As parents, you both have to decide what the plan is and follow it through.  There can be no excuses, whether the child is being overly sweet to get out of doing homework or whether he throws a tantrum to get out of it. Both tactics are manipulative and they should be dealt with in the same way.

Two Parents, One Plan

If you have a manipulative child and you decide on certain strategies to manage that manipulative behavior, both parents have to be on the same page with their values as well as their plan. Both have to agree and be able to say to the child:

“If you forget to bring your books home, then either you borrow a book from a friend and get the work done, or you don’t get to go out until next weekend.” 

Don’t set up a situation where dad or mom gives in and lets the child off the hook if they cry, whine, plead, resist, act out, or simply lay on the charm. Stick to the plan.

Kids watch their parents for a living. It’s their job. It’s what they do. And they know their parents have more power than they do. So they learn quickly which parent can be manipulated and how much it will take to get that parent to give in. Some parents will give in when the child applies a little more charm and warmth. Other parents give in when the child lashes out, screams and gets abusive.

You can be sure your child knows what it takes to make you back down. So you need to be sure to talk about your plan for managing this behavior as parents and stay on the same page. Never say, “I’ll talk to Dad about it,” if you don’t agree with something Dad has decided. Don’t ever do that.

It’s the child’s responsibility to work it out with the parents in an appropriate way. When parents disagree, they have to handle it privately. If the consequences change, they should be changed by the parent who delegated them, so that the parents remain empowered.

Tracy’s Postscript

“So we applied James Lehman’s techniques and I told my son:

“We’re not going any further until you put your room back. I’m going out front for twenty minutes and I expect your bed to be put back, everything to be put in order, and you to be in your bed with your light off before we come in.”

He was still yelling at us. I said I’d come in and check on him in twenty minutes. So we all went out to the front porch. He started acting out even louder while we were out there. Any other time, I would have freaked out at that moment. He screamed and slammed things in his room. Normally, that’s when I would typically be like, ‘Okay, just calm down,’ and kind of give him his way.

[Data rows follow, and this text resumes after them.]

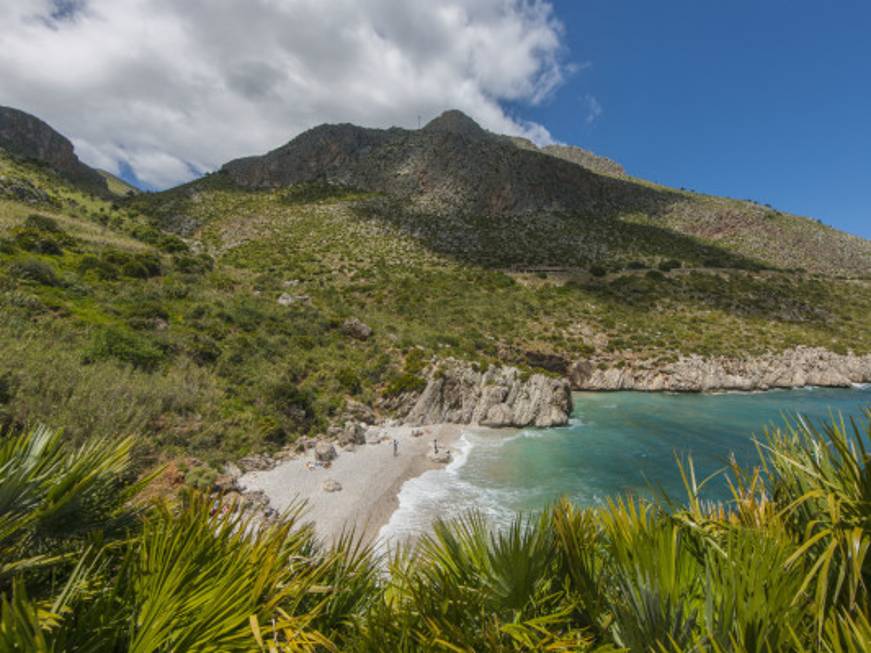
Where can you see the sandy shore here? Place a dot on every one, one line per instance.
(370, 475)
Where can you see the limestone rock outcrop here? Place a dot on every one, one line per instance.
(30, 137)
(802, 366)
(500, 396)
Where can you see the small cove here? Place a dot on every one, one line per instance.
(615, 443)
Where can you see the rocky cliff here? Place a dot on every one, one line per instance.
(451, 165)
(499, 397)
(27, 136)
(802, 366)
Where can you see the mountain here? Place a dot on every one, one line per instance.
(27, 136)
(561, 196)
(341, 274)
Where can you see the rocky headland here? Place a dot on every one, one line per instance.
(798, 367)
(457, 393)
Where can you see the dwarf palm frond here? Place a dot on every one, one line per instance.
(52, 498)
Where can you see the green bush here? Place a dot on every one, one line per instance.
(194, 264)
(38, 242)
(103, 268)
(33, 269)
(201, 477)
(42, 223)
(141, 266)
(404, 383)
(126, 347)
(167, 242)
(349, 380)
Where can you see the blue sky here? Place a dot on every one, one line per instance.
(768, 101)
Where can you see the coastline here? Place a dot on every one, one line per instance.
(794, 368)
(370, 475)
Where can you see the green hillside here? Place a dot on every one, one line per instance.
(159, 315)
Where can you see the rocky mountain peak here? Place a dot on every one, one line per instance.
(27, 136)
(456, 122)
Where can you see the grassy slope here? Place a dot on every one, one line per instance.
(199, 356)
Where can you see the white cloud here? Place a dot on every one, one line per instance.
(173, 86)
(594, 109)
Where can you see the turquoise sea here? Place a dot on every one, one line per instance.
(615, 443)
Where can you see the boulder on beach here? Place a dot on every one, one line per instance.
(325, 452)
(286, 299)
(374, 435)
(353, 433)
(356, 329)
(255, 463)
(442, 457)
(331, 485)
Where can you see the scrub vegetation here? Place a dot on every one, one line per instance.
(783, 566)
(157, 315)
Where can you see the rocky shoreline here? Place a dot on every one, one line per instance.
(798, 367)
(458, 393)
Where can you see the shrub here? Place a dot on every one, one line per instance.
(193, 264)
(167, 242)
(104, 270)
(142, 266)
(33, 269)
(126, 347)
(201, 477)
(349, 380)
(292, 401)
(38, 242)
(203, 349)
(405, 383)
(42, 223)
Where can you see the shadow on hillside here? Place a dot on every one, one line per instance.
(595, 235)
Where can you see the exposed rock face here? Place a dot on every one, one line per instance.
(582, 157)
(28, 136)
(331, 485)
(325, 452)
(286, 299)
(452, 164)
(356, 329)
(442, 457)
(458, 394)
(353, 433)
(802, 366)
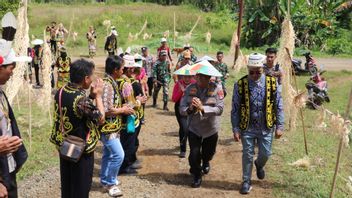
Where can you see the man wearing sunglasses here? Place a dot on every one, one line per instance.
(257, 113)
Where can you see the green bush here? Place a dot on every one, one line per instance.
(341, 44)
(7, 6)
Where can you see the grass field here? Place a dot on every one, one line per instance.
(129, 18)
(288, 180)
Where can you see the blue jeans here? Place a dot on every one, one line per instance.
(264, 152)
(111, 161)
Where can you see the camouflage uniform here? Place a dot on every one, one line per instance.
(222, 68)
(63, 76)
(161, 72)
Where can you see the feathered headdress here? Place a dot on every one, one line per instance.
(9, 26)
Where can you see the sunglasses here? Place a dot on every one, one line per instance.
(255, 72)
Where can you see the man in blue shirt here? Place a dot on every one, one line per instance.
(257, 112)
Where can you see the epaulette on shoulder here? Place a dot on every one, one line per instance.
(244, 77)
(192, 89)
(212, 85)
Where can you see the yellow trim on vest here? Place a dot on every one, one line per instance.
(243, 90)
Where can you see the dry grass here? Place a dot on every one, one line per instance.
(21, 44)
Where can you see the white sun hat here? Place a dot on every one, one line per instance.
(12, 58)
(256, 60)
(163, 40)
(129, 61)
(37, 42)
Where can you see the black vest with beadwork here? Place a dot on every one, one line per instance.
(113, 124)
(270, 93)
(74, 123)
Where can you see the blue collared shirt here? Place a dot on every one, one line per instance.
(257, 123)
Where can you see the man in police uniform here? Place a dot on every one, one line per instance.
(203, 104)
(222, 68)
(257, 112)
(63, 63)
(162, 76)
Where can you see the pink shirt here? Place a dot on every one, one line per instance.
(142, 75)
(179, 88)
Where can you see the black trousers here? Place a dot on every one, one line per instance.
(76, 178)
(150, 85)
(182, 122)
(12, 186)
(36, 71)
(201, 150)
(128, 142)
(53, 46)
(136, 145)
(52, 77)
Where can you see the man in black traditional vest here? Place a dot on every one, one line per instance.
(14, 154)
(257, 112)
(78, 117)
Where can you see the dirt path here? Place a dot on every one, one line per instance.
(163, 174)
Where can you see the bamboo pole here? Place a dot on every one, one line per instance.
(339, 152)
(239, 27)
(30, 118)
(300, 109)
(174, 29)
(18, 102)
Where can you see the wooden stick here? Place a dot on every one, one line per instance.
(195, 25)
(30, 118)
(339, 152)
(18, 102)
(349, 106)
(239, 27)
(70, 28)
(289, 8)
(174, 29)
(300, 109)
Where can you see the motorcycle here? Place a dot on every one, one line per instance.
(317, 89)
(309, 67)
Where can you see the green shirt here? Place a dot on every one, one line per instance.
(222, 68)
(161, 71)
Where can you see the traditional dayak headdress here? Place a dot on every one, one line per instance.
(9, 26)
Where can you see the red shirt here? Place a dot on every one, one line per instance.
(166, 49)
(179, 88)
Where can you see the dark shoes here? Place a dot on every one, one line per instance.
(245, 188)
(206, 167)
(136, 165)
(260, 171)
(165, 107)
(197, 181)
(154, 103)
(182, 154)
(128, 171)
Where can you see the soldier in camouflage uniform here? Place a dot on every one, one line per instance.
(162, 76)
(63, 63)
(222, 68)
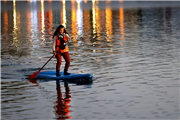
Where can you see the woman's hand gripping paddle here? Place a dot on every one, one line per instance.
(33, 75)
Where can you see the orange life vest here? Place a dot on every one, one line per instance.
(59, 47)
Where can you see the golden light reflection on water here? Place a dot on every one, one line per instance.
(6, 25)
(121, 1)
(94, 16)
(79, 19)
(73, 24)
(109, 23)
(15, 29)
(84, 22)
(121, 19)
(63, 13)
(42, 21)
(85, 1)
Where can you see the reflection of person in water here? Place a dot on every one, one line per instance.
(62, 107)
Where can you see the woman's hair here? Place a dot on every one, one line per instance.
(58, 29)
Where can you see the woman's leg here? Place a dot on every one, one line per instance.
(67, 59)
(58, 57)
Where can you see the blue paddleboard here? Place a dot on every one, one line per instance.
(52, 75)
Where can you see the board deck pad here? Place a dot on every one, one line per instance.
(52, 75)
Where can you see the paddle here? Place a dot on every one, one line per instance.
(33, 75)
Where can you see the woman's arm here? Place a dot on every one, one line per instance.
(68, 37)
(54, 44)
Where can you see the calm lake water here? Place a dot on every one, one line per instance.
(130, 47)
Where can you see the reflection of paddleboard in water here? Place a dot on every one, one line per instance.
(62, 107)
(72, 76)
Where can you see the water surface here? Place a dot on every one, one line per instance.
(130, 47)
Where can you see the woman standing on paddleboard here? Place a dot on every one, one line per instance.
(60, 48)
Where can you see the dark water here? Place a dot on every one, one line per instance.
(131, 48)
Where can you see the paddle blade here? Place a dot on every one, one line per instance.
(33, 75)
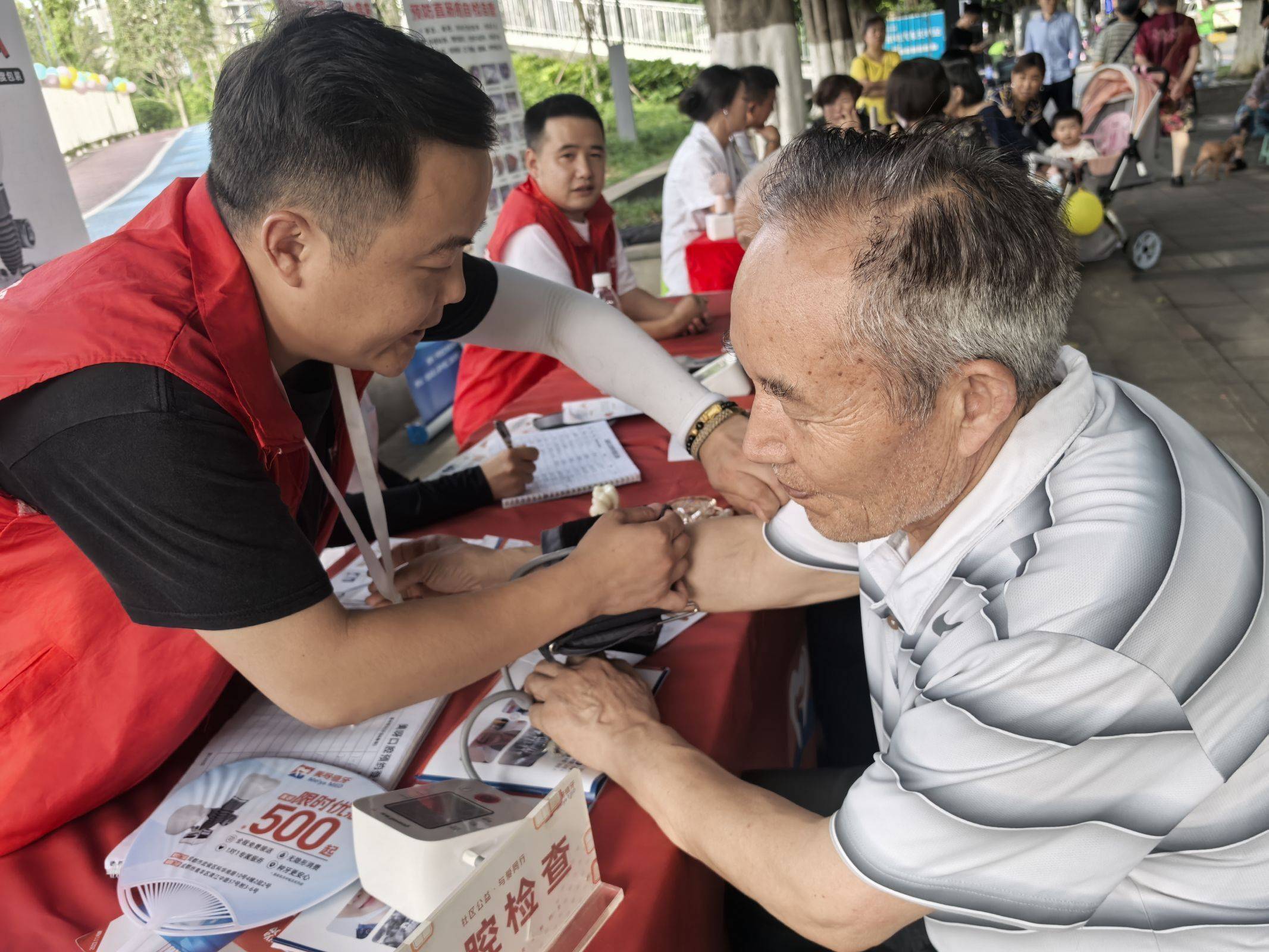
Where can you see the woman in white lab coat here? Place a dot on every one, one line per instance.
(717, 105)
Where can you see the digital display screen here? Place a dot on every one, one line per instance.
(437, 810)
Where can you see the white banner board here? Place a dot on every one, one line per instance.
(470, 32)
(40, 217)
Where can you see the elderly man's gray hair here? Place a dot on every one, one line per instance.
(956, 254)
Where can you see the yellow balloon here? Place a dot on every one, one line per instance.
(1084, 212)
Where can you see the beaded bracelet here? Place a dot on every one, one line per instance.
(710, 421)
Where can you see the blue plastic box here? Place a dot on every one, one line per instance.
(432, 376)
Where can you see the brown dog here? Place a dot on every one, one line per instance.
(1218, 156)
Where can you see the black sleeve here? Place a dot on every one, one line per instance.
(416, 505)
(165, 497)
(462, 318)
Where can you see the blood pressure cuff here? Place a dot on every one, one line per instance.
(632, 632)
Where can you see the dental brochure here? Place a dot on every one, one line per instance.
(510, 754)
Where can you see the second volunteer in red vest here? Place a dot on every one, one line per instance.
(179, 405)
(557, 225)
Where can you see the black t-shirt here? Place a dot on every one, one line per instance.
(961, 39)
(165, 493)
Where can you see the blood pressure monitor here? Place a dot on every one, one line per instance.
(415, 845)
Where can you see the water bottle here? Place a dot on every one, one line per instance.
(603, 284)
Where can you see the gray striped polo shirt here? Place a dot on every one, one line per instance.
(1070, 684)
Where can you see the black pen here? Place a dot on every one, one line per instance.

But this time, because of the way everything was explained in The Total Transformation program, I had a lot of confidence in what I was doing. I totally ignored his behavior. We sat out there, reading the workbook and just discussing how we wanted to handle it.

Gradually, I heard less and less out of him. After about twenty minutes, I came back inside, and I just about fell over because his room was totally put back. He was in his bed with his blanket over him and his light off.

He was quiet except to say, “Mom, you’ve could’ve at least acknowledged me.”